Likewise, perky Rachael Ray, who previously published eight books with tiny Lake Isle Press, is now a William Morris client with a multibook, multimillion-dollar deal with Clarkson Potter, thanks to her three Food Network shows: 30-Minute Meals, $40 a Day and Inside Dish. Meanwhile, her first book, 30-Minute Meals (Lake Isle Press, 1999) is in its 20th printing, and 30-Minute Meals 2 (Lake Isle Press, 2003) has more than one million copies in print.
Chef Mario Batali, host of Molto Mario and Mario Eats Italy, also racked up a million-dollar deal for world English and first serial rights to Molto Italiano (Ecco, May), despite disappointing sales of his most recent title, The Babbo Cookbook (Potter, 2002), compared to Simple Italian Food (Potter, 1998).
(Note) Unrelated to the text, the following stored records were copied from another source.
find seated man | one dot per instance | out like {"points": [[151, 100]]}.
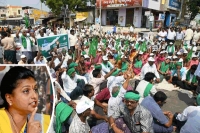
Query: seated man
{"points": [[150, 67], [73, 83], [97, 79], [177, 73], [153, 104], [189, 80], [188, 121], [106, 65], [145, 87], [137, 118]]}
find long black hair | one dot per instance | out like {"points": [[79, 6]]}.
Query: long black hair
{"points": [[10, 79]]}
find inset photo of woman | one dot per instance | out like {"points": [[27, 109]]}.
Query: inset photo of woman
{"points": [[26, 99]]}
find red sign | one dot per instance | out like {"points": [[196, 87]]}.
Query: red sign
{"points": [[118, 3]]}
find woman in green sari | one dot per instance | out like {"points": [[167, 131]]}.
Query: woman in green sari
{"points": [[137, 64], [163, 68]]}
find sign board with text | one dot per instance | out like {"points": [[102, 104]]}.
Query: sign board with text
{"points": [[46, 44]]}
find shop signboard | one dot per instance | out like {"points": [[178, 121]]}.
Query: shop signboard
{"points": [[118, 3], [175, 4]]}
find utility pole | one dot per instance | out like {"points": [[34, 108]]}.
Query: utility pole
{"points": [[100, 18]]}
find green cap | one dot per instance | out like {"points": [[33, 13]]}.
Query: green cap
{"points": [[132, 96], [97, 66], [73, 64], [178, 64], [83, 53], [63, 111], [198, 100], [70, 71], [116, 72]]}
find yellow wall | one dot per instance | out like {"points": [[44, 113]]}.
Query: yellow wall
{"points": [[36, 14]]}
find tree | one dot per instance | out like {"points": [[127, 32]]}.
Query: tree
{"points": [[193, 8], [56, 5]]}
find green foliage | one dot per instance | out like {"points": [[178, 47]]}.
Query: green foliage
{"points": [[55, 5], [193, 7]]}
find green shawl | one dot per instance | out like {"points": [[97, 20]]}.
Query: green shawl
{"points": [[172, 50], [164, 67], [24, 42], [147, 89], [138, 64], [194, 79]]}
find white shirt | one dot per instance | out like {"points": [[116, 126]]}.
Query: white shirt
{"points": [[70, 84], [107, 68], [162, 34], [141, 88], [72, 40], [147, 68], [28, 41], [114, 102], [171, 35], [44, 61], [192, 115]]}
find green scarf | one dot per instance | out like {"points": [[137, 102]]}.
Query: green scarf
{"points": [[164, 67], [172, 49], [194, 79], [24, 43], [144, 47], [138, 64], [137, 46], [124, 66], [147, 89]]}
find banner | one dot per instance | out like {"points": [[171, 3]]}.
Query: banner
{"points": [[118, 3], [46, 44]]}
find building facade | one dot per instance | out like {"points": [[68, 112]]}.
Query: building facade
{"points": [[136, 12], [14, 11], [3, 11]]}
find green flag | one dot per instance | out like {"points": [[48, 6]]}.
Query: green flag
{"points": [[26, 21], [93, 47], [143, 47], [189, 55], [117, 44]]}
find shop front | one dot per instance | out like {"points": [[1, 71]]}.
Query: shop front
{"points": [[122, 13]]}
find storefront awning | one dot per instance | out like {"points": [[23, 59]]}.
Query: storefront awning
{"points": [[52, 20], [80, 19]]}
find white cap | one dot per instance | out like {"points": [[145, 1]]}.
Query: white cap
{"points": [[194, 56], [169, 57], [179, 53], [123, 56], [162, 52], [83, 106], [86, 56], [151, 59], [23, 56], [140, 52], [151, 54], [105, 58], [99, 49], [194, 49], [113, 48]]}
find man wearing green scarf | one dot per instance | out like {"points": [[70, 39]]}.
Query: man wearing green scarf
{"points": [[177, 73], [140, 124], [189, 80], [26, 43], [146, 87], [188, 120]]}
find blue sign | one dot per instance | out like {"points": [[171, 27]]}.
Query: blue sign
{"points": [[175, 4]]}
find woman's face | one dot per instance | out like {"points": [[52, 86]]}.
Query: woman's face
{"points": [[24, 97]]}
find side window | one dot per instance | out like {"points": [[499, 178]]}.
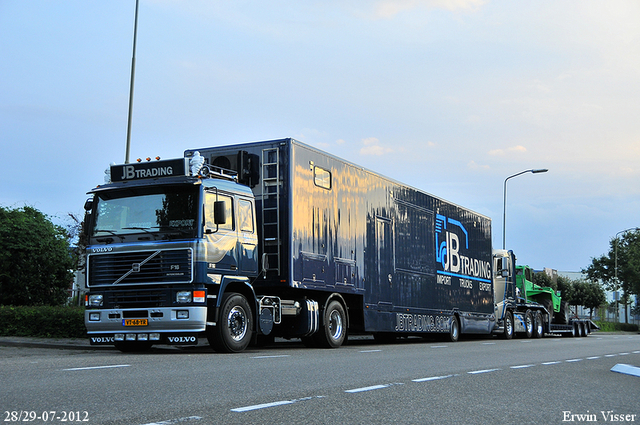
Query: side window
{"points": [[228, 202], [245, 216]]}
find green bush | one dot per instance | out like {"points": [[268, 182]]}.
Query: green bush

Batali appears regularly on Iron Chef America, although a planned third series for him—promoted on the blad for the new book—is on hold. But with his Food Network deal in hand, Batali didn't even have to sign an agreement to purchase a certain number of copies for sale through his restaurants (a common practice for chef/authors). "Publishers themselves acknowledge that the Food Network is scarily powerful," commented Batali's agent, Tony Gardner.
But there can be a downside to publishing what are essentially TV tie-ins. While the hardcover sales for many of Food Network authors are remarkable, and launching a new show can do wonders for a personality's previous titles, their books may not achieve the kind of long-term backlist life of classic cookbooks. Part of the problem is that the audience clearly tires of anyone who's not fresh from the oven. Emeril Lagasse's latest title, Emeril's Potluck(Morrow, 2004), has sold well below 100,000 copies, a figure that pales in comparison to three years ago, when Prime Time Emeril sold close to 200,000 copies despite its September 2001 pub date.
Even so, traditional cookbook standard-bearers are feeling the pressure for greater frontlist sales. Norton v-p and senior editor Maria Guarnaschelli tends to favor projects like a primer on Latin American cooking 10 years in the making by chef Maricel Presilla, scheduled for fall 2006, rather than books by the likes of Lagasse, who stays on a strict one-book-a-year schedule at Morrow. But Guarnaschelli admitted, "I would love to have a Food Network person. Everybody likes sales like that."
Or, as Susan Friedland put it, "You want a bit of pornography that helps all your poetry." Friedland, another of the small cadre of editors and agents who used to dominate the field with more substantial titles by renowned chefs like Hazan, departed HarperCollins in January after more than 15 years heading up the cookbook program. Beginning with the winter 2006 list, all Harper cookbooks will shift to Morrow, where, Friedland predicted, "I don't think they'll continue to do the kinds of books I did."
While it's likely that the inflation of advances will eventually top out, it seems equally possible that cookbook authors without television shows may be unable to find major publishers in a few years. The question is whether, by largely prizing platform and personality over cooking skill, the category is eating itself for lunch. Said Friedland, "It's really hard to sell a book without a celebrity. Nothing sells that's a sleeper. Everything that sells has had some kind of push behind it. And high-minded authors who write beautifully about food are not going to do that well. Do I bemoan it? I do."